West African shaggy rat
- Conservation status: Least Concern (IUCN 3.1)

Scientific classification
- Kingdom: Animalia
- Phylum: Chordata
- Class: Mammalia
- Order: Rodentia
- Family: Muridae
- Genus: Dasymys
- Species: D. rufulus
- Binomial name: Dasymys rufulus Miller, 1900

= West African shaggy rat =

- Genus: Dasymys
- Species: rufulus
- Authority: Miller, 1900
- Conservation status: LC

Species of rodent

The West African shaggy rat (Dasymys rufulus) is a species of rodent in the family Muridae.
It is found in Benin, Cameroon, Ivory Coast, Gambia, Ghana, Guinea, Guinea-Bissau, Liberia, Mali, Nigeria, Senegal, Sierra Leone, and Togo. Its natural habitats are subtropical or tropical seasonally wet or flooded lowland grassland and swamps. It is a common species and the International Union for Conservation of Nature has rated its conservation status as being of "least concern".

==Description==
The West African shaggy rat is a stocky, medium-sized rat with soft, dense, shaggy fur. The eyes are small and dark and the ears small and rounded; both are often invisible amongst the dense fur. The upper parts of head and body are brown to greyish-brown, with a reddish tinge, especially on the mid-part of the head and along the ridge of the back. The under-fur is fine and very dense. The flanks are brown, the individual hairs having buffy tips. The underparts are paler in colour, the individual hairs being grey with whitish tips. There is no sharp demarcation between the upper parts and the underparts. The forefoot has four digits and the hind foot five. The tail is about as long as the head-and-body length; it is ringed by small scales and clad with sparse short bristles. The head-and-body length of this rat averages 145 mm and the weight averages 78 g.

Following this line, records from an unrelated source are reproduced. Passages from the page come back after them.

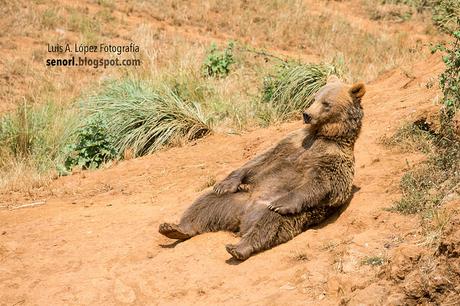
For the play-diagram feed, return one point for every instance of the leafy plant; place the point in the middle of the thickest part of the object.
(94, 145)
(446, 14)
(217, 62)
(426, 186)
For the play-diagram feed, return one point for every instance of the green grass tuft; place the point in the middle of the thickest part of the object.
(291, 89)
(143, 119)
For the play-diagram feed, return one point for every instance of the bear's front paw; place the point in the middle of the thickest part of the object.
(284, 208)
(226, 186)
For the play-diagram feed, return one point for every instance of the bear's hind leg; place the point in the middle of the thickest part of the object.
(209, 213)
(270, 230)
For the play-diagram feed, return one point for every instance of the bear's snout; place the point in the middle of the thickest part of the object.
(306, 118)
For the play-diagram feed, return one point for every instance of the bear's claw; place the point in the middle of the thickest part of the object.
(172, 231)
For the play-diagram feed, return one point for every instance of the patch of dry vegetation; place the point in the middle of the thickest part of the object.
(318, 32)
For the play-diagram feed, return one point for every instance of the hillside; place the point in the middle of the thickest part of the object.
(91, 238)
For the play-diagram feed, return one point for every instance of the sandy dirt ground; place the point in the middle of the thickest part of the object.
(95, 240)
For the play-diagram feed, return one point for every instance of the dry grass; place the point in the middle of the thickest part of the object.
(173, 45)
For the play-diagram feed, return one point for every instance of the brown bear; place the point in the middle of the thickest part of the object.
(292, 186)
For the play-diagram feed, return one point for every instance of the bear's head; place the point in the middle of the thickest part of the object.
(336, 111)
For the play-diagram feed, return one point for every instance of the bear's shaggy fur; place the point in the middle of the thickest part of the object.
(292, 186)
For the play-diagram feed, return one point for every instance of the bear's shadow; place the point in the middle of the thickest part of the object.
(331, 219)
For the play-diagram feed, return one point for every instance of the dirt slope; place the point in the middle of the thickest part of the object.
(95, 240)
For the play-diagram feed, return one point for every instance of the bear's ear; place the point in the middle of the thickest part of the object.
(332, 79)
(357, 91)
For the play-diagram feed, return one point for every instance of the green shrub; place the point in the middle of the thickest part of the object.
(217, 62)
(446, 14)
(291, 89)
(93, 147)
(450, 82)
(426, 185)
(143, 119)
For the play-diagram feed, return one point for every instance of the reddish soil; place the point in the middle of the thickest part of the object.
(95, 240)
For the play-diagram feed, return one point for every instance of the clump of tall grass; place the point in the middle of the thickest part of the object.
(291, 89)
(143, 119)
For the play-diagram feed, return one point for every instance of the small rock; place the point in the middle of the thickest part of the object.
(287, 287)
(124, 293)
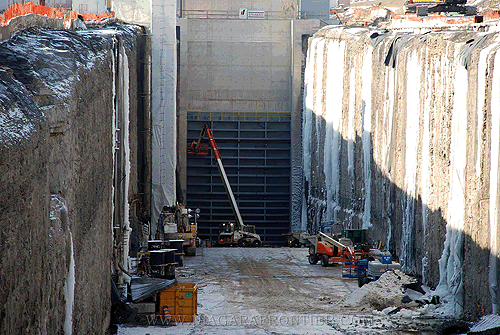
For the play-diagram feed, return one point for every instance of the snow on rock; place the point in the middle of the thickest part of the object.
(385, 292)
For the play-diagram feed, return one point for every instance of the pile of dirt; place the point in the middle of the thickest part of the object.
(385, 292)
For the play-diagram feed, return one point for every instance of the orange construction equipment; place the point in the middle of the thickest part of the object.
(18, 9)
(229, 234)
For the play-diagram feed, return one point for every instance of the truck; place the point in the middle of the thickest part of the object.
(423, 7)
(174, 224)
(229, 233)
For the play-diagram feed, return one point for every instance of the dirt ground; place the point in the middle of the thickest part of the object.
(273, 291)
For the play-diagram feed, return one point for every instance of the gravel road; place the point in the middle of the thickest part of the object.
(271, 291)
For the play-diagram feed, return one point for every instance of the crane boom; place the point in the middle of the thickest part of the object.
(199, 149)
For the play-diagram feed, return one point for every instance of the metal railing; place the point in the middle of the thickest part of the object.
(268, 15)
(238, 116)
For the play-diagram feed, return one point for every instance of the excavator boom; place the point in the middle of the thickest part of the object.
(199, 149)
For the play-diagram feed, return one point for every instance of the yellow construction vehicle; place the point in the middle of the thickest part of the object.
(423, 7)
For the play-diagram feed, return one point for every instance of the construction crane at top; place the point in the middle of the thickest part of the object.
(229, 233)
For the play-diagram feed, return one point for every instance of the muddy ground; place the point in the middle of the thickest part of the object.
(275, 291)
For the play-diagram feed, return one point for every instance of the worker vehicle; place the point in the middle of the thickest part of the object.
(231, 235)
(422, 7)
(174, 224)
(331, 248)
(327, 250)
(238, 233)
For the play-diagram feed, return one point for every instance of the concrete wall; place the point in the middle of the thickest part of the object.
(234, 6)
(401, 137)
(240, 65)
(57, 167)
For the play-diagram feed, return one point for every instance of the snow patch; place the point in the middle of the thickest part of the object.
(494, 170)
(69, 292)
(450, 286)
(16, 127)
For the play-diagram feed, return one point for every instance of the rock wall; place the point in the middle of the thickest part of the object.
(400, 136)
(61, 110)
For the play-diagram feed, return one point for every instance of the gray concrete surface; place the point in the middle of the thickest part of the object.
(242, 66)
(274, 291)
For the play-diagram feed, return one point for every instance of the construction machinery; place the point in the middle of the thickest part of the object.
(422, 7)
(174, 224)
(229, 233)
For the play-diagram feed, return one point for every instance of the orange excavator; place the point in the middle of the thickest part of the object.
(229, 234)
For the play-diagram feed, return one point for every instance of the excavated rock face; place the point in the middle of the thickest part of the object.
(400, 137)
(57, 93)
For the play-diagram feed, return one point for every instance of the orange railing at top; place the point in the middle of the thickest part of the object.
(31, 8)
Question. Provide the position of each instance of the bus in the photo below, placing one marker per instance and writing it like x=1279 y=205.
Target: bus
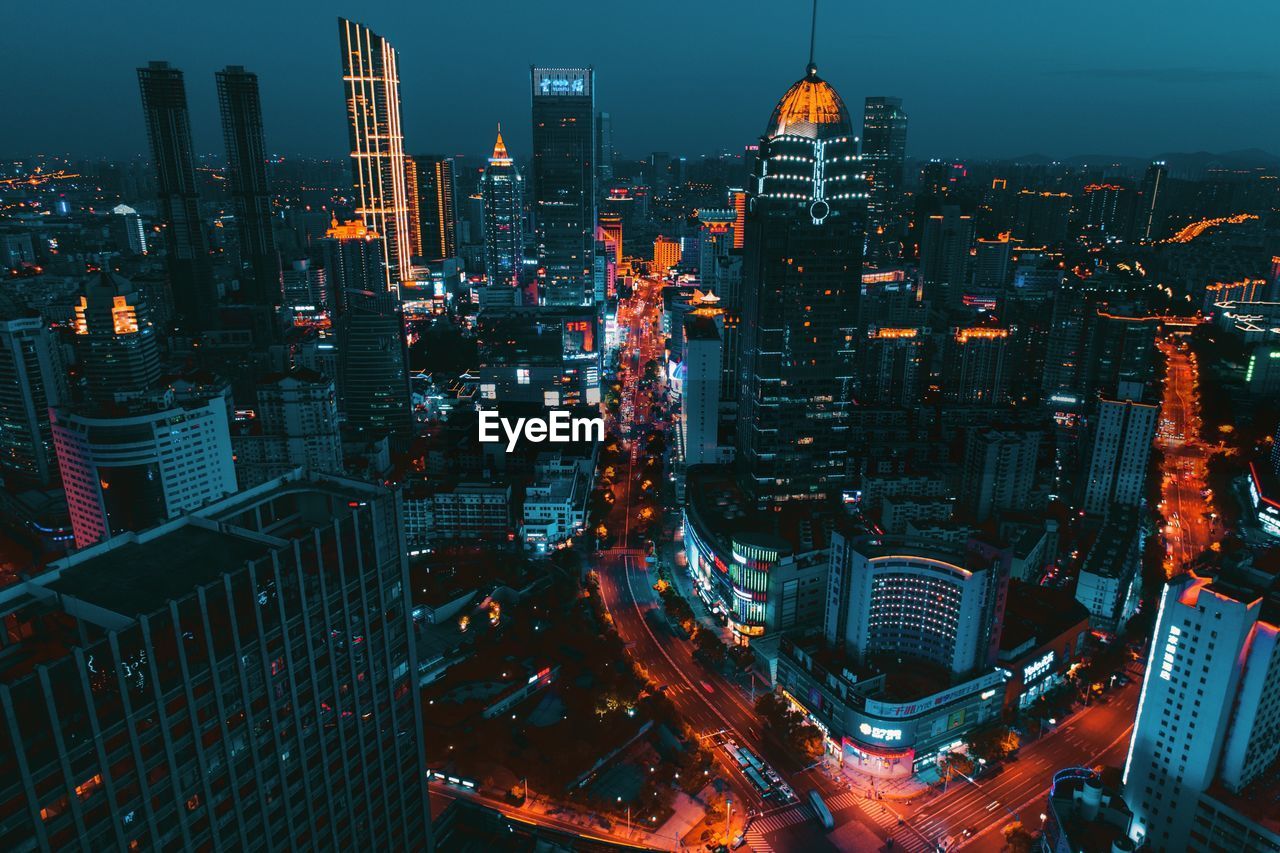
x=821 y=811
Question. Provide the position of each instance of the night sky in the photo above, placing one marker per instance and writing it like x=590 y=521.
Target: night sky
x=979 y=80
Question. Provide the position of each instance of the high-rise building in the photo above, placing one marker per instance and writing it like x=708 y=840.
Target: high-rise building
x=999 y=470
x=371 y=80
x=373 y=365
x=32 y=381
x=1150 y=204
x=974 y=372
x=1206 y=724
x=945 y=256
x=801 y=278
x=242 y=675
x=129 y=470
x=353 y=258
x=433 y=205
x=191 y=276
x=503 y=192
x=699 y=395
x=1121 y=446
x=115 y=341
x=247 y=182
x=891 y=360
x=563 y=183
x=883 y=155
x=295 y=425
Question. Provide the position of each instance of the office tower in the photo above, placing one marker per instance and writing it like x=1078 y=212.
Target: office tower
x=115 y=341
x=32 y=381
x=945 y=256
x=800 y=287
x=611 y=226
x=1206 y=724
x=373 y=365
x=128 y=229
x=604 y=146
x=883 y=155
x=999 y=471
x=191 y=277
x=240 y=678
x=433 y=205
x=1150 y=205
x=891 y=361
x=974 y=372
x=913 y=602
x=563 y=183
x=1121 y=445
x=1110 y=579
x=293 y=425
x=247 y=183
x=353 y=258
x=503 y=192
x=371 y=81
x=1041 y=218
x=152 y=461
x=699 y=393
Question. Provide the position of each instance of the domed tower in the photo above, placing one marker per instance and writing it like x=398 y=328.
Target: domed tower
x=801 y=277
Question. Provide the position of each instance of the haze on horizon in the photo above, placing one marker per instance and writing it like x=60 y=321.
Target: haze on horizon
x=1125 y=80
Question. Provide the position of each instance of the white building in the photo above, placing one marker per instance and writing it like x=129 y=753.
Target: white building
x=133 y=470
x=1208 y=717
x=1121 y=445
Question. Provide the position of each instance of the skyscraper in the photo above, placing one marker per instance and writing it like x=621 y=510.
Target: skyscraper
x=115 y=341
x=191 y=277
x=1206 y=717
x=433 y=205
x=801 y=277
x=503 y=192
x=32 y=381
x=241 y=678
x=563 y=183
x=883 y=155
x=247 y=183
x=371 y=82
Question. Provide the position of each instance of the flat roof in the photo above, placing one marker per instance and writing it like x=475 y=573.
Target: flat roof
x=138 y=578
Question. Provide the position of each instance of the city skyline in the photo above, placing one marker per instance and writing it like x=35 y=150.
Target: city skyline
x=1072 y=87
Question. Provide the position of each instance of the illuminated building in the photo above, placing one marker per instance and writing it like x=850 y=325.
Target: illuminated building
x=945 y=256
x=503 y=192
x=1123 y=432
x=32 y=381
x=353 y=260
x=974 y=370
x=1205 y=734
x=433 y=206
x=152 y=461
x=666 y=255
x=563 y=183
x=883 y=154
x=115 y=341
x=373 y=365
x=800 y=290
x=240 y=675
x=191 y=278
x=999 y=470
x=371 y=81
x=762 y=571
x=247 y=183
x=891 y=363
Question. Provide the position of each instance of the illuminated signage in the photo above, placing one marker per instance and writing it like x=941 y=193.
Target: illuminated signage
x=880 y=734
x=1037 y=667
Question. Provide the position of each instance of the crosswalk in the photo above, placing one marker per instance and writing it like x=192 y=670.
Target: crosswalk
x=759 y=830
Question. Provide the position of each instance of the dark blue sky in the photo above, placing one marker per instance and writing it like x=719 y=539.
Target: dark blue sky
x=981 y=78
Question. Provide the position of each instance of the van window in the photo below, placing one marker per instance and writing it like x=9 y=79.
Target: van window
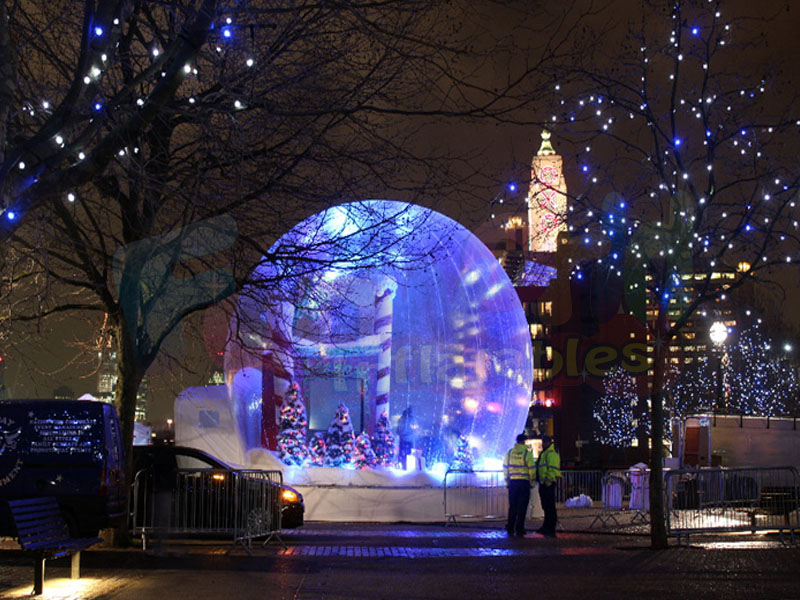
x=114 y=440
x=192 y=462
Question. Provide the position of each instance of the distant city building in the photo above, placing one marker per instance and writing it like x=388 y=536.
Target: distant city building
x=107 y=384
x=583 y=326
x=63 y=392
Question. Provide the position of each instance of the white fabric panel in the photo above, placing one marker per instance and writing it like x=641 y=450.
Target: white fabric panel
x=204 y=420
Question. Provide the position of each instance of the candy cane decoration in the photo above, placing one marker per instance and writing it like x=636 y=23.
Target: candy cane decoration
x=383 y=331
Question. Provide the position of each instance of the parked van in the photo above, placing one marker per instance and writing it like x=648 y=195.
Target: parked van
x=68 y=449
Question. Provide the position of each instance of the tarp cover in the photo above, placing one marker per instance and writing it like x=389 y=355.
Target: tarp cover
x=204 y=420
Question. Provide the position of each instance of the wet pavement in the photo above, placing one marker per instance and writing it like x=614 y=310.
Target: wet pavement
x=338 y=561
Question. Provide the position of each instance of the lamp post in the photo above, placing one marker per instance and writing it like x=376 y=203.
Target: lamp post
x=718 y=334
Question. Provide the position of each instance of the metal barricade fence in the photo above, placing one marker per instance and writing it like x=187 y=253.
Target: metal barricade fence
x=475 y=495
x=736 y=499
x=483 y=494
x=574 y=482
x=241 y=504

==Distribution and habitat==
The West African shaggy rat is native to tropical West Africa; its range includes Benin, Gambia, Ghana, Guinea, Guinea-Bissau, Ivory Coast, Liberia, Mali, Nigeria, Senegal, Sierra Leone and Togo. It inhabits wetlands and swampy areas, streams, riverbanks, lakesides, young oil-palm plantations and rice fields.

==Ecology==
The West African shaggy rat is a terrestrial species. It is nocturnal and a good swimmer. It lives in a shallow burrow, the entrance often hidden under a grass tussock. It feeds on grasses, leaves and other plant material. Its breeding habits are unknown.